Je suis le Dieu caché. La trace éclatante de la réalité de l’esprit, je l’ai laissée dans le temps. Parce que les hommes vivent dans le temps, ils sont plongés dans mon mystère. Ils ne disposent pas de ses clés, mais au moins savent-ils - sauf à se boucher les yeux - que leur vie est une énigme dont ils ont à chercher la réponse.
Ils l’ont cherchée, cette réponse, ils la chercheront tout au long de ce temps dont est fait l’univers. Et ils ne l’ont pas trouvée. Et ils ne la trouveront pas. Penser le monde est une tâche infinie. Penser le temps est tout aussi inépuisable. Parce que le temps est l’étoffe de l’univers.
Au début de votre tout, quand le temps va surgir de l’explosion primitive, le passé n’existe pas. Il n’y a que de l’avenir. L’histoire ne commence pas avec le souvenir, elle commence avec la promesse. Il n’y a rien à se rappeler, il y a tout à espérer. La première catégorie de la conscience historique, ce n’est pas le souvenir, c’est l’annonce, l’attente, la promesse. À mesure que le temps passe et que l’univers se développe à partir de la pointe d’épingle, l’immense avenir se restreint, la promesse se change en souvenir et le passé se gonfle. L’univers est une machine à créer du passé.
L’univers est une machine à créer du passé.
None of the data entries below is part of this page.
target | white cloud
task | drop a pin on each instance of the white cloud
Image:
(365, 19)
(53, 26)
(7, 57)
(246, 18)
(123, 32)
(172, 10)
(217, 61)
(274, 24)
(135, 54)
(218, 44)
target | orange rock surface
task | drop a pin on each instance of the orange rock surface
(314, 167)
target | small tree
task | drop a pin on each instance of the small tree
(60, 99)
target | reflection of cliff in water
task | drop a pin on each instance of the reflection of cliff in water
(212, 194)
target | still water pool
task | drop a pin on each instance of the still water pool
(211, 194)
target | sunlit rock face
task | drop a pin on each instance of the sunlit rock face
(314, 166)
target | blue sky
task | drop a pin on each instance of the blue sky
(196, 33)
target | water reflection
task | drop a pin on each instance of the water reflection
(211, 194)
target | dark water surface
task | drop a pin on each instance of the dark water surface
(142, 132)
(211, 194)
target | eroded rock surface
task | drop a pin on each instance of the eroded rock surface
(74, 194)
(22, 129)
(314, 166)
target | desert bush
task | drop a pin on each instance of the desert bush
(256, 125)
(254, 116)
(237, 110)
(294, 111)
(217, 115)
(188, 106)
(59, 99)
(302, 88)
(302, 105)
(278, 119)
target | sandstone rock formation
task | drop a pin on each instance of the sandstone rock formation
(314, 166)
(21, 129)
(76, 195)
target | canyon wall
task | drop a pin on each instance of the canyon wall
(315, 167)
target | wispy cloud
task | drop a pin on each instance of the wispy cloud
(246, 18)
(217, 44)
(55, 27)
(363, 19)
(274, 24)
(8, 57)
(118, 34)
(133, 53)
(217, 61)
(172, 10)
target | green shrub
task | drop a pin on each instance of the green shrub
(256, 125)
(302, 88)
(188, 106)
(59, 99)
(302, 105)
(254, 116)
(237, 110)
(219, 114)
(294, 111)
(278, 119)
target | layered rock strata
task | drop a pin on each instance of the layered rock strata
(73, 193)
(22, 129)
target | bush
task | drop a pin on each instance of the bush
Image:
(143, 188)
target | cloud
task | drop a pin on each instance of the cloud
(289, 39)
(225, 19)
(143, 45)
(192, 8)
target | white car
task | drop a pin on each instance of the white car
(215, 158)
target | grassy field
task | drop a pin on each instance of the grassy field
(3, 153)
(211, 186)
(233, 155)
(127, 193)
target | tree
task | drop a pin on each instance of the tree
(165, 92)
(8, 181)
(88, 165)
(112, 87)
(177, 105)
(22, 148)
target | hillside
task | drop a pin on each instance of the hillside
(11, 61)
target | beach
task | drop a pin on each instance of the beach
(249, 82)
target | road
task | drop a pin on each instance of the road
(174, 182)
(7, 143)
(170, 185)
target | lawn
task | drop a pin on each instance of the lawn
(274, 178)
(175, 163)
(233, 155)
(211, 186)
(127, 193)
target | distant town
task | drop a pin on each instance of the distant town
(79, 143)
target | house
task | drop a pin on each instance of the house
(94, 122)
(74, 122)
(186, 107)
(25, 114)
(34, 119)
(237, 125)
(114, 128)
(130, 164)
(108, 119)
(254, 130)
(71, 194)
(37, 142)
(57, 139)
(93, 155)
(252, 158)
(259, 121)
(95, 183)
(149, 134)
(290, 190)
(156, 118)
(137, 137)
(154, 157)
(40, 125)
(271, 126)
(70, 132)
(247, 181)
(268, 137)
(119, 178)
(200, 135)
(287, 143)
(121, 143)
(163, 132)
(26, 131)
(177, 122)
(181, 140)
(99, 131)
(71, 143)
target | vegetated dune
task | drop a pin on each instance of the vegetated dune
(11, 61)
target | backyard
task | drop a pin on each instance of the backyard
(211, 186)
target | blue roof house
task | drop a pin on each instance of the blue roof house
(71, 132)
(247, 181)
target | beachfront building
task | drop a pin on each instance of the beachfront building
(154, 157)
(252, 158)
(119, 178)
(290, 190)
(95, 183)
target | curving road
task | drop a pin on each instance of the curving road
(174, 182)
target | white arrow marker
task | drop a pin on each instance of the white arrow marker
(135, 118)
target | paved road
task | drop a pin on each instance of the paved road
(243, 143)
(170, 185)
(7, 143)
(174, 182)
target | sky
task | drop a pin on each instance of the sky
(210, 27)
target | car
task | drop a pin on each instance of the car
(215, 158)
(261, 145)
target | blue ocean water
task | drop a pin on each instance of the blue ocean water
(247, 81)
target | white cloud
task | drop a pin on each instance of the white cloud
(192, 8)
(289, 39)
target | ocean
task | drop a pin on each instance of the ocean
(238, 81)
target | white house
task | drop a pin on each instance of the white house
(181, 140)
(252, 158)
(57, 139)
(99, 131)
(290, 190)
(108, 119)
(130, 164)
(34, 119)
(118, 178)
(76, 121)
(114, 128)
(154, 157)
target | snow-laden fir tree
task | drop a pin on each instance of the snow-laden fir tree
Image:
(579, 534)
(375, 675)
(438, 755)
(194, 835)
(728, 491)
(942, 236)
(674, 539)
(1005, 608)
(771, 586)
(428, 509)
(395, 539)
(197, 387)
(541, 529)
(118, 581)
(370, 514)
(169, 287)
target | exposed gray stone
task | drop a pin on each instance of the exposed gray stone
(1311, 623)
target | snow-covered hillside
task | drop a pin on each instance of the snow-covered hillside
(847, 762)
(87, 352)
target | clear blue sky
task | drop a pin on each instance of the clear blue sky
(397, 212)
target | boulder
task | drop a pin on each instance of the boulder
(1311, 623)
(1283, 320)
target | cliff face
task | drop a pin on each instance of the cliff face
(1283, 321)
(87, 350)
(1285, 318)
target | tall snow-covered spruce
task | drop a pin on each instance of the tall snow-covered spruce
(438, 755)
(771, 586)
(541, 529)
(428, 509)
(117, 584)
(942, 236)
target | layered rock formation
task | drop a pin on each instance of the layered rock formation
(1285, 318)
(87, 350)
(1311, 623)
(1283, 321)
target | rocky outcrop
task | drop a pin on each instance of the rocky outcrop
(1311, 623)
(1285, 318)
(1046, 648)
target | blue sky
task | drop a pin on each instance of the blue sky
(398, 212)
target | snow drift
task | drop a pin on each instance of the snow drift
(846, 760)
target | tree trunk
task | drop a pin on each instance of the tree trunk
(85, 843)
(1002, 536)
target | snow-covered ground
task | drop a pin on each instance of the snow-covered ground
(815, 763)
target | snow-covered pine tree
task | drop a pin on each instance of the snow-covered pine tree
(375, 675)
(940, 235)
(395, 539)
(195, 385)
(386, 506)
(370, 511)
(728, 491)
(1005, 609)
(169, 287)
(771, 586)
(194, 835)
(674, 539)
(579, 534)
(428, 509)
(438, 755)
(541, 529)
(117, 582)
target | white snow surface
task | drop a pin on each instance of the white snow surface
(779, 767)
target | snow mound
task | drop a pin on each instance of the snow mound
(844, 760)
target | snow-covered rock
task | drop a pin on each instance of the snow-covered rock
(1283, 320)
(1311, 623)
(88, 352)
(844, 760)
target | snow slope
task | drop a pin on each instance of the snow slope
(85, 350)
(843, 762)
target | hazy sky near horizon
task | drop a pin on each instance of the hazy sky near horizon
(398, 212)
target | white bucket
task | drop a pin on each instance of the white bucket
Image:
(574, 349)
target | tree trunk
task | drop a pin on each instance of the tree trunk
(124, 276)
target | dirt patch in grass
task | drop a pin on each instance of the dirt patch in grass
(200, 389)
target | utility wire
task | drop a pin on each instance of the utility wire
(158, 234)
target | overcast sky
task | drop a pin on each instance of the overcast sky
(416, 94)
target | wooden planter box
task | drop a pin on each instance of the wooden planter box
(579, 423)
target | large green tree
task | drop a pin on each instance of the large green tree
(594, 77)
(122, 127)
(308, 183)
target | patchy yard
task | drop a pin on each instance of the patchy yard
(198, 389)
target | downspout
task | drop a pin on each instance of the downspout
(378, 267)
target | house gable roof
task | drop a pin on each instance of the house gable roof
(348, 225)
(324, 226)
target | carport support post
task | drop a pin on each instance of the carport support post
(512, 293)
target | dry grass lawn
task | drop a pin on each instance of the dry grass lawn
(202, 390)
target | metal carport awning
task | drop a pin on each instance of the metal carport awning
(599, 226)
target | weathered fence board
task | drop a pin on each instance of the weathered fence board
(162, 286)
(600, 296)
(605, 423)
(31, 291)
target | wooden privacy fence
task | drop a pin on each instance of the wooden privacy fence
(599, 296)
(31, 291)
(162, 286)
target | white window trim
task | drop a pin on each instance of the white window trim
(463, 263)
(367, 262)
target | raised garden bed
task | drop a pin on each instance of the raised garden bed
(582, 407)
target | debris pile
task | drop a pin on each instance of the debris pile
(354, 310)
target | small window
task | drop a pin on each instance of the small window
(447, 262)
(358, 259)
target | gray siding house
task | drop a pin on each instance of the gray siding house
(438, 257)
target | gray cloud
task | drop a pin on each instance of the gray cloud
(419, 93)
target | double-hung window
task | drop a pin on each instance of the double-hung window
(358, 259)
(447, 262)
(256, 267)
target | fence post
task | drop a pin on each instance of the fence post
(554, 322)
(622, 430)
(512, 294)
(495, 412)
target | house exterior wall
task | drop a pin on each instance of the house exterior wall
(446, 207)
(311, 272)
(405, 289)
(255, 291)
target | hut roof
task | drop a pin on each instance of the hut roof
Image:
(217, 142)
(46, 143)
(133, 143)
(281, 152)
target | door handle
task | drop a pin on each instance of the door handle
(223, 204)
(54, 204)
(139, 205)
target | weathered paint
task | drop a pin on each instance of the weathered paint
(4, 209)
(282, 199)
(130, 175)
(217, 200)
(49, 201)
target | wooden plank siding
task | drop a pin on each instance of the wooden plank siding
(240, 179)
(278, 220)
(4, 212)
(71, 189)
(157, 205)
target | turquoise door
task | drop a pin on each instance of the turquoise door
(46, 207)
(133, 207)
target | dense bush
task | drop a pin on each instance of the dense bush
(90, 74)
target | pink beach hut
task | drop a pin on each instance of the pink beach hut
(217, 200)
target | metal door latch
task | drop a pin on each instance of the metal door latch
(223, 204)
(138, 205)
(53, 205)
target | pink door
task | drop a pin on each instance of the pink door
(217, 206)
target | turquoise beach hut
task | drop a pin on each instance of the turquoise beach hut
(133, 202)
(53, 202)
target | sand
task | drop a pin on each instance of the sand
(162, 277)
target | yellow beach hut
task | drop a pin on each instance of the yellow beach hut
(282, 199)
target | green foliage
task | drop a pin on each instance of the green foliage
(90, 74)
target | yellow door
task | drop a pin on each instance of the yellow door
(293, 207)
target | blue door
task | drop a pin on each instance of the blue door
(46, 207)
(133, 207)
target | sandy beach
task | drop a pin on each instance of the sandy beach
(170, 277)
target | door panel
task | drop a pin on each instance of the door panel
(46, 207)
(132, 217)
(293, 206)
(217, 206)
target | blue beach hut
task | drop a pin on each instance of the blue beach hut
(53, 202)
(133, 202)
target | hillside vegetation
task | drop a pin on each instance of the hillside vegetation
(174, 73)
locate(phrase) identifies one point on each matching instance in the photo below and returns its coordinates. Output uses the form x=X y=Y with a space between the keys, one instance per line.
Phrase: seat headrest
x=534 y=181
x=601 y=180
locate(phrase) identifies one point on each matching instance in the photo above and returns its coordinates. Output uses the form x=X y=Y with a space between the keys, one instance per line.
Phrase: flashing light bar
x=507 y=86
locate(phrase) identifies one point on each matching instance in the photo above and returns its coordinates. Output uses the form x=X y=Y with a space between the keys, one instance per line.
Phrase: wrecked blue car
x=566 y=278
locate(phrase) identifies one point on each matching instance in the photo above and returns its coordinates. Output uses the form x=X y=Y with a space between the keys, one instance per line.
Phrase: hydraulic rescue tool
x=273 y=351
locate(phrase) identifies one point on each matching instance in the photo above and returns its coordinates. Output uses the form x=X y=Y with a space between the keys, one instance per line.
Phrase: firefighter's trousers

À l’origine, l’avenir est tout et le passé n’est rien. À la fin, il n’y aura plus d’avenir et le passé sera tout. L’histoire n’est rien d’autre que le combat entre le passé et l’avenir autour d’un présent toujours là et pourtant toujours absent. Dans cette lutte sans fin apparente, l’avenir s’avance comme la puissance dominante qui ne cesse jamais de l’emporter, avec ses ressources toujours nouvelles et qu’on dirait sans fin, sur un passé qui bat en retraite et qui ne sait rien faire d’autre que tomber dans le souvenir. Mais le vainqueur, en fin de compte, sera le passé, appuyé sur la mort. Un jour viendra, ou une nuit, où l’avenir assiégé, épuisé, à bout de forces, sera contraint de se rendre avec armes et bagages au passé triomphant. Votre tout ne sera plus alors que son propre passé.